Her debut novel, I Am a Truck, is on the shortlist for the 2017 Scotiabank Giller Prize. It centres around Agathe Lapointe, a married woman whose husband, Réjean, mysteriously disappears before their 20th wedding anniversary, leaving behind only his beloved Chevy truck.
In her own words, Winters shares how she wrote I Am a Truck.
Write what makes you happy
"Agathe had come from a different short story that I was writing about a murder in Minto, N.B. I decided to write a story about a missing man and thought I could use her. The rest of the characters have come from beautiful pieces that I've collected along the way, from the behaviour of beautiful people.
"A lot of them act as a tribute to certain people that I have loved in my life and characteristics that I enjoy. I love the idea of a sweaty character, I love the idea of a character who's a giant so those things were just me having fun. The book was about making me happy, so I used things I love. I Am a Truck is a tribute to a lot of things that have enhanced my life."

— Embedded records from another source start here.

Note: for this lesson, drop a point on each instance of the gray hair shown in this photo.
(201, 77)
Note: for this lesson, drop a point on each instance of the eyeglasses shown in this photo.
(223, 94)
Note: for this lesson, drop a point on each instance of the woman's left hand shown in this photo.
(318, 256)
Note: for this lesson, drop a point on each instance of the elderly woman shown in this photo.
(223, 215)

Inspiration from Marian Engel
"I had actually done a version of this story where Agathe was mute, she didn't say a thing. I was thinking she's in such grief that she doesn't speak. It wasn't a deliberately timid way around the French, but it did circumvent the problem. As I wrote I Am a Truck, I got more fearless. At a certain point in writing, I read Marian Engel's Bear and it changed everything. I thought, 'Screw it, if Marian Engel can write a book like that I can do whatever I want.' I found that book incredibly inspiring, as far as what I do creatively."
An ode to New Brunswick
"The book was set in New Brunswick because it's ingrained in the way I think. Whenever I set a story I think there's something richer and funnier about the fabric of New Brunswick. New Brunswick is where I got all my experience of growing up. It's coloured with French, it's coloured with the dialect, the food we eat and the weather and the landscape — all of that is so dear to me."
Writing is power
"My favourite thing about writing this book was the liberal employment of the absurd. What I find most fun about writing is that you can go absolutely as far as your imagination will let you. I'm a small woman in a corporate world that's filled with restrictions. Writing is where I feel most powerful and where I can impose my will on the world I want to create — it's incredibly liberating."
Michelle Winters' comments have been edited and condensed.